How do you never lose in option trading? ›

The option sellers stand a greater risk of losses when there is heavy movement in the market. So, if you have sold options, then always try to hedge your position to avoid such losses. For example, if you have sold at the money calls/puts, then try to buy far out of the money calls/puts to hedge your position.

Should I exercise options as soon as they vest? ›

You don't need to exercise your options as soon as they vest. There are some legitimate reasons for waiting a bit longer to exercise. For example, you may have a ton of faith that the market price of the company stock will continue to increase over time.

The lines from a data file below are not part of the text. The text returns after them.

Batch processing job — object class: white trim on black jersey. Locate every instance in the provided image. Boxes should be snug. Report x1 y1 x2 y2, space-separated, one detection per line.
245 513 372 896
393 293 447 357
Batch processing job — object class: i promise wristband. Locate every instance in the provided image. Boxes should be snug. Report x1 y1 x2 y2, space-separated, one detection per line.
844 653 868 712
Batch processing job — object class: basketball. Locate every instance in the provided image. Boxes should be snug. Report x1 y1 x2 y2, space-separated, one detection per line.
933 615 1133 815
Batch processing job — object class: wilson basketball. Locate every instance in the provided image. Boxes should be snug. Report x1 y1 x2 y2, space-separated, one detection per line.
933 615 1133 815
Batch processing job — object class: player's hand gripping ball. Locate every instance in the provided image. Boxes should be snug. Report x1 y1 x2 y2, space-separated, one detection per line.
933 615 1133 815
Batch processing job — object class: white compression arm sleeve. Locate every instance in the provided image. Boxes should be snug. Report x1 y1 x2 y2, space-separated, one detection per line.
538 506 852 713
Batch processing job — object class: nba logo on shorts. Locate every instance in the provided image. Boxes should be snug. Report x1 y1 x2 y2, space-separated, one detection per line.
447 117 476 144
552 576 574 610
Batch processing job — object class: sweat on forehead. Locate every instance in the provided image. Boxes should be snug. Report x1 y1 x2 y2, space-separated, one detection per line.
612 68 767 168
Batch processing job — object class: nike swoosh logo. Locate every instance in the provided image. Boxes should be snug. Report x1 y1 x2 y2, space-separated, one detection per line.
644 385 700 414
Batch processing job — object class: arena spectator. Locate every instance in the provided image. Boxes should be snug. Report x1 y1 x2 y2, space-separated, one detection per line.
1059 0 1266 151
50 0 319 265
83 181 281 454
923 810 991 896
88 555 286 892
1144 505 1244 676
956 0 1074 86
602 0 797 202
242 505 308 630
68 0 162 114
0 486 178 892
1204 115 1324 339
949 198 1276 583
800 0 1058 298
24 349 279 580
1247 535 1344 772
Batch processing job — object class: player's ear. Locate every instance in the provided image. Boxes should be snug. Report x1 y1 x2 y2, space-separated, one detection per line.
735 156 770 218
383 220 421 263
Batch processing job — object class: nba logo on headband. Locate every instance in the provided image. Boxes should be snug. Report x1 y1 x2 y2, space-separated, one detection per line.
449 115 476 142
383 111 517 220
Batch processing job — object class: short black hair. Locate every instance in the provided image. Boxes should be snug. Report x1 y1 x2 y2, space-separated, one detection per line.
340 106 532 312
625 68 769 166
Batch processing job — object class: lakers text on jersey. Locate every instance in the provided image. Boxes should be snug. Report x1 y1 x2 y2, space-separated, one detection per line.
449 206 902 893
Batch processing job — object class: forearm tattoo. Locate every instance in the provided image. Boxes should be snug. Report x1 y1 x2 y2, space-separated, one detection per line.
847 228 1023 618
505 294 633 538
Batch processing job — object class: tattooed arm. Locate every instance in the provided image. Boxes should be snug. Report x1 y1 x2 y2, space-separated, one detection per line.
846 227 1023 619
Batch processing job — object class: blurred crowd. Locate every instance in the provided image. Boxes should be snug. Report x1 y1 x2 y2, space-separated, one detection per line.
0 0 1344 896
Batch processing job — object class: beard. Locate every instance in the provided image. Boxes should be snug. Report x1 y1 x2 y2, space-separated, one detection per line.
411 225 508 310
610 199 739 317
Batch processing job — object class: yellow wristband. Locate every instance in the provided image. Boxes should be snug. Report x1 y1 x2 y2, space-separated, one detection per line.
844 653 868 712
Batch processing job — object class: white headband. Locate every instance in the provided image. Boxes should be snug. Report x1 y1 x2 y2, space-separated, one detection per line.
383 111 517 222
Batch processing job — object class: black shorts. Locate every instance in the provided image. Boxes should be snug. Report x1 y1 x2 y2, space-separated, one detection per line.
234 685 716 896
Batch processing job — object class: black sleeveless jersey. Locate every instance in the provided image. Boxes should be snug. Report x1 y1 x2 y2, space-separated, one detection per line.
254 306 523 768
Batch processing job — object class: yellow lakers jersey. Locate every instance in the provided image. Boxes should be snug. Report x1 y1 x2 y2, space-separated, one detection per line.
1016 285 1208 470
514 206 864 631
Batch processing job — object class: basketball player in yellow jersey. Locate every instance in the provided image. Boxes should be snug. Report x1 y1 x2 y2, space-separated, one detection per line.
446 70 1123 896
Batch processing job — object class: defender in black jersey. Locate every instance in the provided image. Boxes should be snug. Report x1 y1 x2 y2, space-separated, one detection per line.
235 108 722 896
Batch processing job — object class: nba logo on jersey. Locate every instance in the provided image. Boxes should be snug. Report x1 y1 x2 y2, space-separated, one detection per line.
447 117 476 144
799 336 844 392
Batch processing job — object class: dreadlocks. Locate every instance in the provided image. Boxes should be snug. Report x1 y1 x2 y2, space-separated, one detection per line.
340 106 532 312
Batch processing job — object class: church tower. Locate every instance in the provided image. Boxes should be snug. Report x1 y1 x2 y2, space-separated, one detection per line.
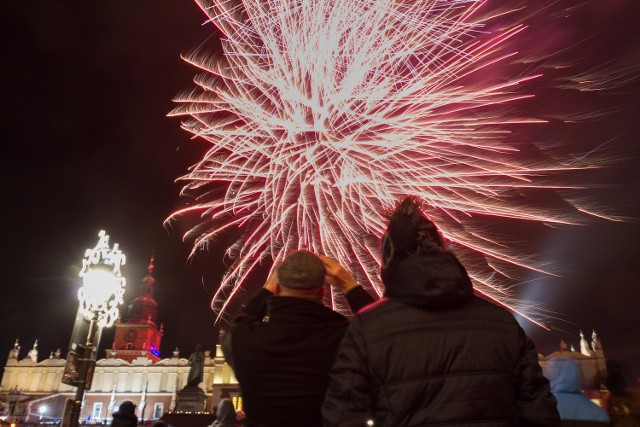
107 256 164 363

What happens if nobody buys my option contract? ›

While OTM option will expire worthless. If an Stock option position expires ITM, you will have to give or take delivery of underlying shares depending on your position (Take delivery: Long Call, Short Put. Give delivery: Short Call, Long Put). If the option is OTM, it will expire worthless.

Can a seller back out of an option? ›

Can a seller pull out after accepting an offer? If there is an available contingency in the contract, the buyer can't secure funding, or there is fraud on the part of the buyer, the seller may usually cancel the contract. You may also cancel the sale during the attorney review period.

Why do people buy options on expiry days? ›

Option buying at expiry date – Considered one of the most common expiry strategies, this approach involves buying options with multiple strike prices. Traders who choose this strategy benefit from the increased likelihood of the price moving in their favor and exercise the option before expiry.

Can you sell a option if it doesnt hit strike price? ›

Question To Be Answered: Can You Sell A Call Option Before It Hits The Strike Price? The short answer is, yes, you can. Options are tradeable and you can sell them anytime.

Why option selling is better than option buying? ›

Probability of profit: Selling options provides traders with a higher probability of profit as compared to buying options. The odds favor options sellers since the seller receives a premium upfront and retains it if the option expires worthless. The odds are stacked against options buyers.

Why are options not generally exercised before expiration? ›

Majority of option contracts are not exercised on or before the expiry date because options are allowed to be bought/sold on an exchange before the expiry date and can expire worthless or closed by the holder/other party.

Why would someone exercise an option early? ›

Early exercise makes sense when an option is close to its strike price and close to expiration. Employees of startups and companies can also choose to exercise their options early to avoid the alternative minimum tax (AMT).

Can you hold options long term? ›

Long term options typically have an expiry date of 6 months or more. People play long term call options in order to get more leverage in a stock, instead of buying 100 shares, which requires more capital.

How long do you have to hold stock options before selling? ›

To qualify for long-term capital gains treatment, you must hold ISO shares for at least one year and a day from the date of exercise. If you sell the shares in less than 12 months you will have taxable ordinary income, which is subject to federal, state, local and social security taxes.

Is it better to exercise an option or sell it? ›

Often it is more profitable to sell the option than to exercise it if it still has time value. If an option is in the money and close to expiring, it may be a good idea to exercise it. Options that are out-of-the-money don't have any intrinsic value, they only have time value.

Should I exercise my options as they vest? ›

You don't need to exercise your options as soon as they vest. There are some legitimate reasons for waiting a bit longer to exercise. For example, you may have a ton of faith that the market price of the company stock will continue to increase over time.

How do I avoid taxes on stock options? ›

How Do I Avoid Paying Taxes On Stock Options?
  1. Move to a state with lower tax rates.
  2. File an 83(i) election to defer taxes on NSO for up to 5 years.
  3. File an 83(b) election after exercising options early.
  4. Transfer your options into an IRA and use the income for long term wealth.